Given a triangle $ABC$, let $D$ be the intersection of the line through $A$ perpendicular to $AB$, and the line through $B$ perpendicular to $BC$. Let $P$ be a point inside the triangle. Show that $DAPB$ is cyclic if and only if $\angle BAP = \angle CBP$.

Solution $\angle CBP = 90^\circ - \angle DBP$, so let the perpendicular to $PB$ at $P$ meet $BD$ at $X$. Then if $\angle BAP = \angle CBP$, we have $\angle PXB = \angle PAB$, so $XAPB$ is cyclic. So, $\angle BAX = 90^\circ$, so $X \equiv D$. If $DAPB$ is cyclic, $\angle PAB = \angle PDB = 90^\circ - \angle DBP = \angle CBP$, so done. Note : directed angles make this solution complete, but I'm lazy enough to direct them.

Let $a$, $b$, $c$ and $d$ be non-zero pairwise different real numbers such that $$ \frac{a}{b} + \frac{b}{c} + \frac{c}{d} + \frac{d}{a} = 4 \text{ and } ac = bd. $$ Show that $$ \frac{a}{c} + \frac{b}{d} + \frac{c}{a} + \frac{d}{b} \leq -12 $$and that $-12$ is the maximum.

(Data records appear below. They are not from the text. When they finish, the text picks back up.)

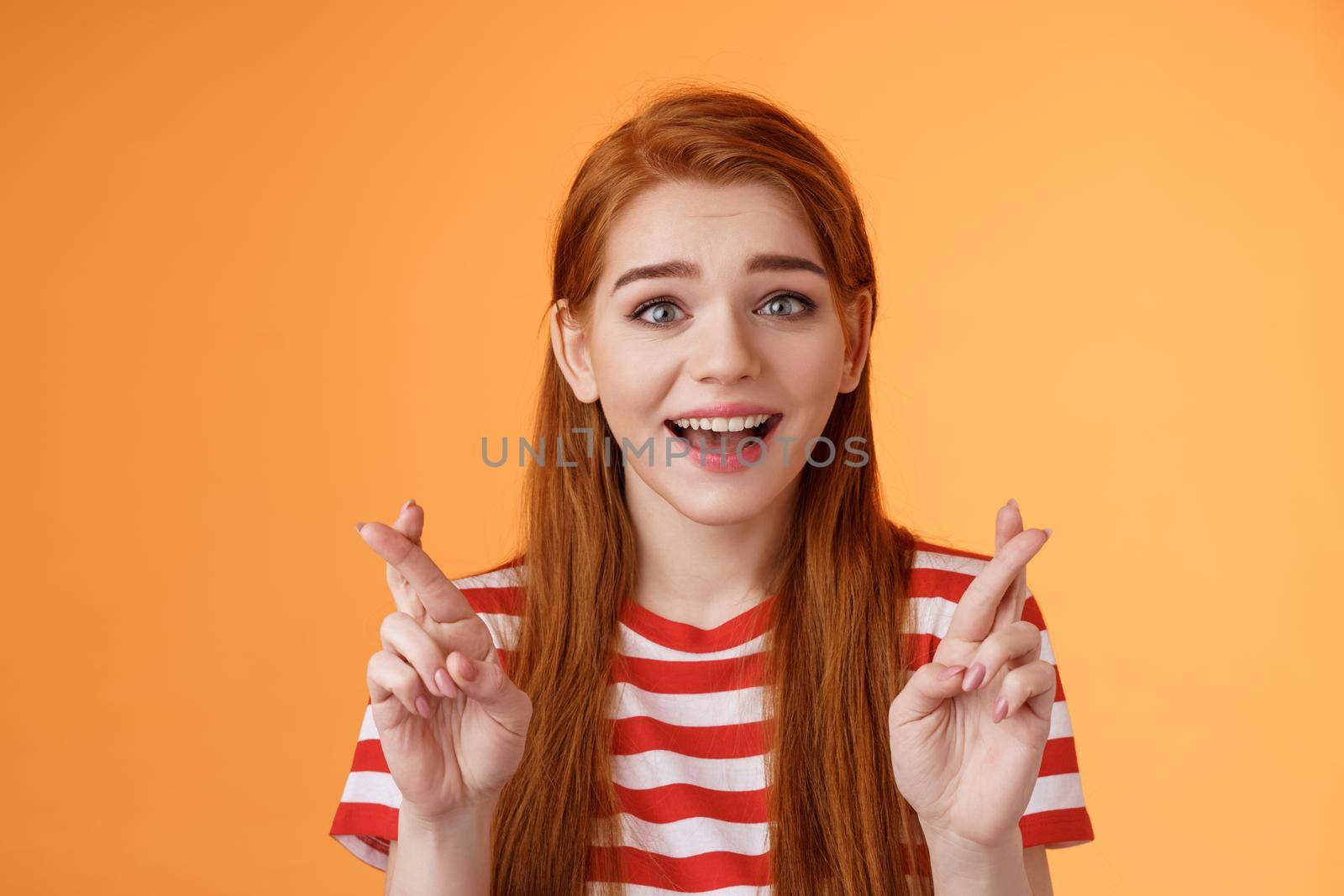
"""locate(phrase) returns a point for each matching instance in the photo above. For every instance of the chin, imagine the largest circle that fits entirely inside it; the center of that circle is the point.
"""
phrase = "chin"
(716, 499)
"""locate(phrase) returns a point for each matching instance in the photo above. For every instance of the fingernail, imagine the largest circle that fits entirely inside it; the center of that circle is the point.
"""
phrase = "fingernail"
(445, 683)
(974, 678)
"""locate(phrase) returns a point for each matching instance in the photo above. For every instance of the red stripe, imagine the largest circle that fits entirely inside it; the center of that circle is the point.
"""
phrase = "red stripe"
(707, 871)
(694, 676)
(1055, 826)
(371, 820)
(680, 636)
(674, 802)
(709, 741)
(507, 600)
(1059, 758)
(369, 757)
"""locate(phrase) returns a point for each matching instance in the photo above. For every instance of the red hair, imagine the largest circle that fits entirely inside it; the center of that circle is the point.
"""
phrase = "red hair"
(837, 654)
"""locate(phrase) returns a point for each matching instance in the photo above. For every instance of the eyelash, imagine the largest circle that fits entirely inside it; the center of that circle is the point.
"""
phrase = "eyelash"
(808, 307)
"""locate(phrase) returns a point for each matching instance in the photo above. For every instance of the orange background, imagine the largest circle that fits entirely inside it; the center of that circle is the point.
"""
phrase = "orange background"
(275, 268)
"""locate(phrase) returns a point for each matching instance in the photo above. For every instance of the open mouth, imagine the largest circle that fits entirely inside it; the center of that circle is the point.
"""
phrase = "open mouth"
(719, 430)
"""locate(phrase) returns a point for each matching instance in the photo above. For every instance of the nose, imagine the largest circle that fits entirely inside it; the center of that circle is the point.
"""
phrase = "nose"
(722, 349)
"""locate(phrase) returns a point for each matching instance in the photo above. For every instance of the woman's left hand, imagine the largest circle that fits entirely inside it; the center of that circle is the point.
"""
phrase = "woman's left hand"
(967, 761)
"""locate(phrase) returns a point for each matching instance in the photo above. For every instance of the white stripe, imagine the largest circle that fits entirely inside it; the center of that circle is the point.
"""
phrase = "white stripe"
(690, 710)
(1057, 792)
(371, 788)
(662, 768)
(1061, 725)
(694, 836)
(504, 627)
(949, 563)
(362, 851)
(933, 616)
(640, 889)
(367, 730)
(506, 578)
(636, 645)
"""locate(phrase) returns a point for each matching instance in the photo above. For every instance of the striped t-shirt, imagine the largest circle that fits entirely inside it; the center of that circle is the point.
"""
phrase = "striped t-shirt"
(690, 738)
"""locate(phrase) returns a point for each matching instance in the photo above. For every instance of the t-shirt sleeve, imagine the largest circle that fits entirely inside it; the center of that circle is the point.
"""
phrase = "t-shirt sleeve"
(366, 815)
(1057, 815)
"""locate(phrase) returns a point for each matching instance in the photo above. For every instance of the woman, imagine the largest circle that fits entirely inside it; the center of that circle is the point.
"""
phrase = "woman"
(712, 664)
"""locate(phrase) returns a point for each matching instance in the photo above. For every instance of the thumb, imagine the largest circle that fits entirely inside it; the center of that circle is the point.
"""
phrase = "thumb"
(925, 692)
(490, 685)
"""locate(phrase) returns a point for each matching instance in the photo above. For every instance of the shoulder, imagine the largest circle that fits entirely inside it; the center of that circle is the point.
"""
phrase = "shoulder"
(496, 595)
(940, 575)
(942, 570)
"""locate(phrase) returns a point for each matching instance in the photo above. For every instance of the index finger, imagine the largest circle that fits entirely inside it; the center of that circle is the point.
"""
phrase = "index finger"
(441, 598)
(974, 616)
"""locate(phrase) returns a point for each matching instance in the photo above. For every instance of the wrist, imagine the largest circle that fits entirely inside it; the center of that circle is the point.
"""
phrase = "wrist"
(964, 867)
(457, 820)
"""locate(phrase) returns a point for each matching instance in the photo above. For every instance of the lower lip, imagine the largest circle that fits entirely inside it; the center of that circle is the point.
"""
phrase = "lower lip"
(718, 463)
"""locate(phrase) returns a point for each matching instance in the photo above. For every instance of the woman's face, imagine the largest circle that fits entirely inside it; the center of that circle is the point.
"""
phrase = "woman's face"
(712, 322)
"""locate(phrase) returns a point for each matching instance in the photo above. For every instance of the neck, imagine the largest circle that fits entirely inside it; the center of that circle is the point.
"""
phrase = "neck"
(696, 573)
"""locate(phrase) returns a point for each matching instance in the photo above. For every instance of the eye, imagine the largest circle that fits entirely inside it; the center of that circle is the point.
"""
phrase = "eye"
(658, 312)
(788, 305)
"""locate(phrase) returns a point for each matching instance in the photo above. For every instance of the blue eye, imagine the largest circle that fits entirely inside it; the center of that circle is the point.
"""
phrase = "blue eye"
(786, 301)
(663, 312)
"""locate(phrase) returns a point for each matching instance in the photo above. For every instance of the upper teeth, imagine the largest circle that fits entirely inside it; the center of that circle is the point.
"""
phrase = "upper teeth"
(722, 423)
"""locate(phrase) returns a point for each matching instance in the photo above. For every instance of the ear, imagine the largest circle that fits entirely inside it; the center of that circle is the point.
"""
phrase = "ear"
(570, 344)
(858, 322)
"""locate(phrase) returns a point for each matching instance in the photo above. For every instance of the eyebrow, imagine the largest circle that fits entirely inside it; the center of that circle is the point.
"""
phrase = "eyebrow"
(759, 262)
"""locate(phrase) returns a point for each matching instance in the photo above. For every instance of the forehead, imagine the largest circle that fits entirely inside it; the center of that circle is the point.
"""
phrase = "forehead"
(710, 224)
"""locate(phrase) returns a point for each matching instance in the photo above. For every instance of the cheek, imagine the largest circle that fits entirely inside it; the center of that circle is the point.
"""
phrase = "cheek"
(815, 371)
(632, 379)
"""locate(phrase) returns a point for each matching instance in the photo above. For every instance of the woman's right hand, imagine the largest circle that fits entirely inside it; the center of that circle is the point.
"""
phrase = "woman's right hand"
(450, 723)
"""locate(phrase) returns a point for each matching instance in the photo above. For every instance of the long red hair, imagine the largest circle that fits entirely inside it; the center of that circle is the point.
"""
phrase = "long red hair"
(837, 653)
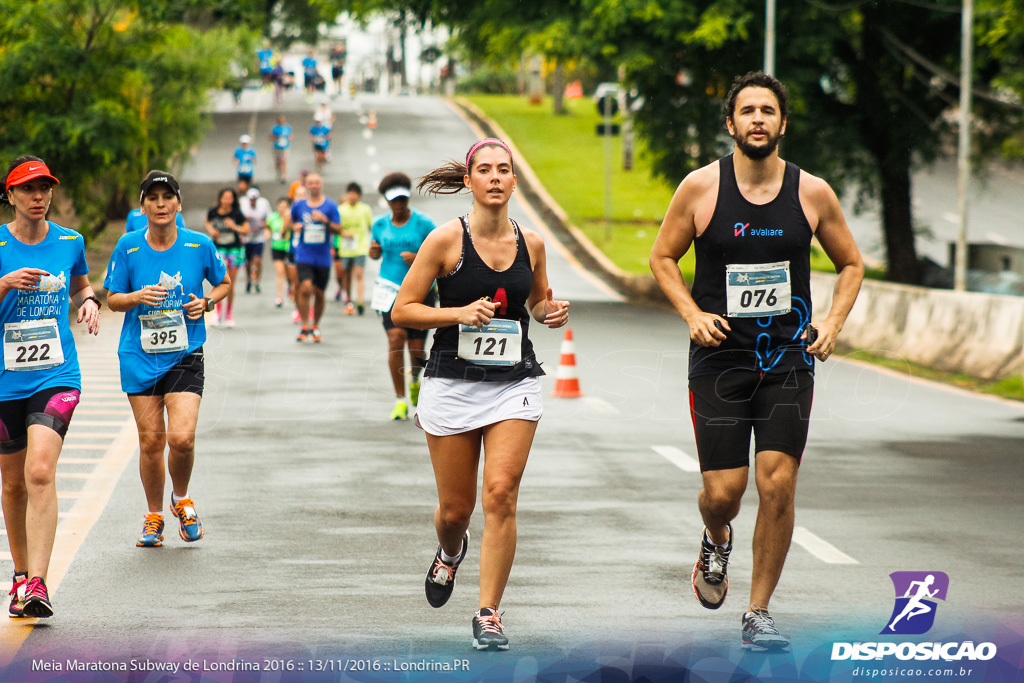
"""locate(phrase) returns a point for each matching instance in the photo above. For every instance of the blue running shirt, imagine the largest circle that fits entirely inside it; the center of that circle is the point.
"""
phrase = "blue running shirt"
(181, 269)
(393, 241)
(137, 221)
(313, 247)
(61, 253)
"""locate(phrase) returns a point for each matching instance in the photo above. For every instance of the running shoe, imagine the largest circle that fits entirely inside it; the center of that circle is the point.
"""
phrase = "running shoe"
(153, 531)
(487, 631)
(37, 599)
(760, 633)
(16, 594)
(400, 410)
(192, 527)
(711, 583)
(440, 577)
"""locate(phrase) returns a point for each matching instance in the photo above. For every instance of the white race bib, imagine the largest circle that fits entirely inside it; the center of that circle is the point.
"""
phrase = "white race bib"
(757, 290)
(314, 233)
(497, 343)
(349, 243)
(164, 332)
(384, 294)
(32, 345)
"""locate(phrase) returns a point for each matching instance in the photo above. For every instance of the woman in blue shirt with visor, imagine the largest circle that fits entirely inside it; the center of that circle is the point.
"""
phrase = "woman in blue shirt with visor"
(156, 278)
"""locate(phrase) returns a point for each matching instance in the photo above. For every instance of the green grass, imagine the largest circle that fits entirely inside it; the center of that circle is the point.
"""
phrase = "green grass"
(568, 157)
(1012, 387)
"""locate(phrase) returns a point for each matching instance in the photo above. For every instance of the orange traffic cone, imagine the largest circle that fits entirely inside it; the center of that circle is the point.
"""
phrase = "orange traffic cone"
(566, 382)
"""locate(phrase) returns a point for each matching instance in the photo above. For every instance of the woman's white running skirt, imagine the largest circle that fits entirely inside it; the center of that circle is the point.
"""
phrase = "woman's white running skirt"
(453, 407)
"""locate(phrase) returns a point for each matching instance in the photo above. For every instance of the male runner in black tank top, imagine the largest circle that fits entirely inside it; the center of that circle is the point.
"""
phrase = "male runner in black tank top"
(751, 218)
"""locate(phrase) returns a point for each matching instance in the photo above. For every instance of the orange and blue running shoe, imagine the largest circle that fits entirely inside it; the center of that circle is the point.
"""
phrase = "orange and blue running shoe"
(37, 599)
(16, 609)
(192, 527)
(153, 531)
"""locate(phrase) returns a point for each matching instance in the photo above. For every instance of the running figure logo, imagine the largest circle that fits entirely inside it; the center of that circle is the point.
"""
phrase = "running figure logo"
(913, 612)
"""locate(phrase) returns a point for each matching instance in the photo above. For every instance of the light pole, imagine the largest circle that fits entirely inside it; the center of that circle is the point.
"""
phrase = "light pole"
(964, 147)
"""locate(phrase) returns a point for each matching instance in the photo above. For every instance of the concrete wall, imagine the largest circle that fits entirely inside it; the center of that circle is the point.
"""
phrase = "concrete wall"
(978, 334)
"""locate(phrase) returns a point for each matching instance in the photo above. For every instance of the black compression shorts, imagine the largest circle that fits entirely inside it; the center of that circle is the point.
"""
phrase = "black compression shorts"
(728, 407)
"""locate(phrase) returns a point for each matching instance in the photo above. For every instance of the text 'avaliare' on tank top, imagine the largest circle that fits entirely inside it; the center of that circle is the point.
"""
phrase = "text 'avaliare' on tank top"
(471, 281)
(753, 267)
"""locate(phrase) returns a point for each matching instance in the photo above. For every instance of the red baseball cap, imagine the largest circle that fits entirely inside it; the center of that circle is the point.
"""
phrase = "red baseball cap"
(30, 170)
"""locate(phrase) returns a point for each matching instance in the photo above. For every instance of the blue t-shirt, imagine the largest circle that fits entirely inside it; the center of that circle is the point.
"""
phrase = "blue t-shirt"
(61, 253)
(181, 270)
(393, 241)
(282, 136)
(313, 247)
(246, 160)
(137, 221)
(322, 136)
(265, 60)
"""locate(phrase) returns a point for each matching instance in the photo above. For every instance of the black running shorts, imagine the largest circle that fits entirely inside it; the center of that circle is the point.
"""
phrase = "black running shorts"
(318, 275)
(728, 407)
(188, 375)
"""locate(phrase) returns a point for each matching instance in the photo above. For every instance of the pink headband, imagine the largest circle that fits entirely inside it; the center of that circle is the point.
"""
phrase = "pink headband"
(488, 140)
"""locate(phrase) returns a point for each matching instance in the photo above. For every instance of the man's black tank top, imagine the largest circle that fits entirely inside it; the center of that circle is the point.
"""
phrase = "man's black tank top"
(471, 281)
(741, 232)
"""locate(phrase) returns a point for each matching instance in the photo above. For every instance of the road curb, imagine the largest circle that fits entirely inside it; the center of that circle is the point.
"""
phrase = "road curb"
(635, 288)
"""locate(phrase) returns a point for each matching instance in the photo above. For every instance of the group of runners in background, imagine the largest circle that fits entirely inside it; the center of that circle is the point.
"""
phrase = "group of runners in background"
(476, 281)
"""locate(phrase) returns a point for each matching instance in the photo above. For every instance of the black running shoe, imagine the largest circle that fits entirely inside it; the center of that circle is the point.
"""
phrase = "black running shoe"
(440, 577)
(37, 599)
(487, 631)
(711, 583)
(760, 633)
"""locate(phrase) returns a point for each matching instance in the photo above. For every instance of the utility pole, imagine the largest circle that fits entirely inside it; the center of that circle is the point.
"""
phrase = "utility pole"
(964, 147)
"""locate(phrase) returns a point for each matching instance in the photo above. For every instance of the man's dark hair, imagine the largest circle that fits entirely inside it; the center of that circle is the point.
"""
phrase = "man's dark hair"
(758, 79)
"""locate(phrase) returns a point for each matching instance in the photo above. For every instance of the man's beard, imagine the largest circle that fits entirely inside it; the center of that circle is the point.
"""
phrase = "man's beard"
(757, 152)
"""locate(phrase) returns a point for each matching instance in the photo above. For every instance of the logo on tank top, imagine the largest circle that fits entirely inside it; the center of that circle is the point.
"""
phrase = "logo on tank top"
(739, 230)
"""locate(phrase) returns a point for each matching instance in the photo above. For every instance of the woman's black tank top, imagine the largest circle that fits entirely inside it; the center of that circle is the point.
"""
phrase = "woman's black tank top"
(743, 233)
(473, 280)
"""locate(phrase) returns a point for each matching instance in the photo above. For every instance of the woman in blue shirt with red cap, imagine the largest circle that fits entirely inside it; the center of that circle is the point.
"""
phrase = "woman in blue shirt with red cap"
(42, 268)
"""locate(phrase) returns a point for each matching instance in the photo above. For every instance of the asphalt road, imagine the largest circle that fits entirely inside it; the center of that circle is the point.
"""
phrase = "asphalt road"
(318, 510)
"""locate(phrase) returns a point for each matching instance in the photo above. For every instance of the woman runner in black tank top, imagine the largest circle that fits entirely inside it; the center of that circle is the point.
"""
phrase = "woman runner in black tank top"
(480, 387)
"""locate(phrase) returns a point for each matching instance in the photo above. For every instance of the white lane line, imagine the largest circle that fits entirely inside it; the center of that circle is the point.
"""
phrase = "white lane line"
(683, 461)
(821, 549)
(600, 406)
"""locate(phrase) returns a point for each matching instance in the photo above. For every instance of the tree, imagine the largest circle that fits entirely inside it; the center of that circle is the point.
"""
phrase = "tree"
(103, 93)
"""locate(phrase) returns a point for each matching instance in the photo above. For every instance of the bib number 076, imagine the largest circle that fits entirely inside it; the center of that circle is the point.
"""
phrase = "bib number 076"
(757, 298)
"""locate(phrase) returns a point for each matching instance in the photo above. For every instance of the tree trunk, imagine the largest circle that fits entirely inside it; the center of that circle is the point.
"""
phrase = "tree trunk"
(558, 87)
(897, 222)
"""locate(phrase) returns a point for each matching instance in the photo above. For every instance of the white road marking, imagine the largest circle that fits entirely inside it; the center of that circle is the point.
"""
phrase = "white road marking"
(683, 461)
(821, 549)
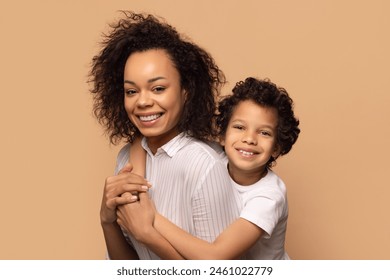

Solution We firstly write $d=\frac{ac}{b}$ so we have $\frac{a}{b}+\frac{b}{a}+\frac{b}{c}+\frac{c}{b}=4$ and we want to show that $\frac{a}{c}+\frac{c}{a}+\frac{b^2}{ac}+\frac{ac}{b^2}$ or equivalently $(\frac{a}{b}+\frac{b}{a})(\frac{c}{b}+\frac{b}{c}) \leqslant -12$. Set $\frac{a}{b}+\frac{b}{a}=s$ and $\frac{c}{b}+\frac{b}{c}=t$. We have $s+t=4$ and we want $st \leqslant -12$. We have $t=4-s$ and so we need $s(4-s) \leqslant -12 \Rightarrow s^2-4s-12 \geqslant 0$. If $s \leqslant -2$, this holds (indeed, set $s=-2+k$ and we have $s^2-4s-12=(k-2)^2-4(k-2)-12=k^2-8k-16=(k-4)^2 \geqslant 0$. So ,assume that $s \geqslant -2$. Similarly, assume $t \geqslant -2$. We have then $\frac{a}{b}+\frac{b}{a} \geqslant -2 \Rightarrow \frac{(a+b)^2}{ab}>0$, so $ab>0$ and $bc>0$, so $a,b,c,$ are of the same sign, so $4=\frac{a}{b}+\frac{b}{a}+\frac{b}{c}+\frac{c}{b} \geqslant 2+2=4$, so $a=b=c$, contradiction, since $a \neq b \neq c \neq a$. So, at least one of $s,t$ is $\leqslant -2$ and the stated inequality holds. The equality e.g. when $(a,b,c,d)=(2\sqrt{2}-3,3-2\sqrt{2},1,-1)$ (and this shows that $-12$ is the maximum).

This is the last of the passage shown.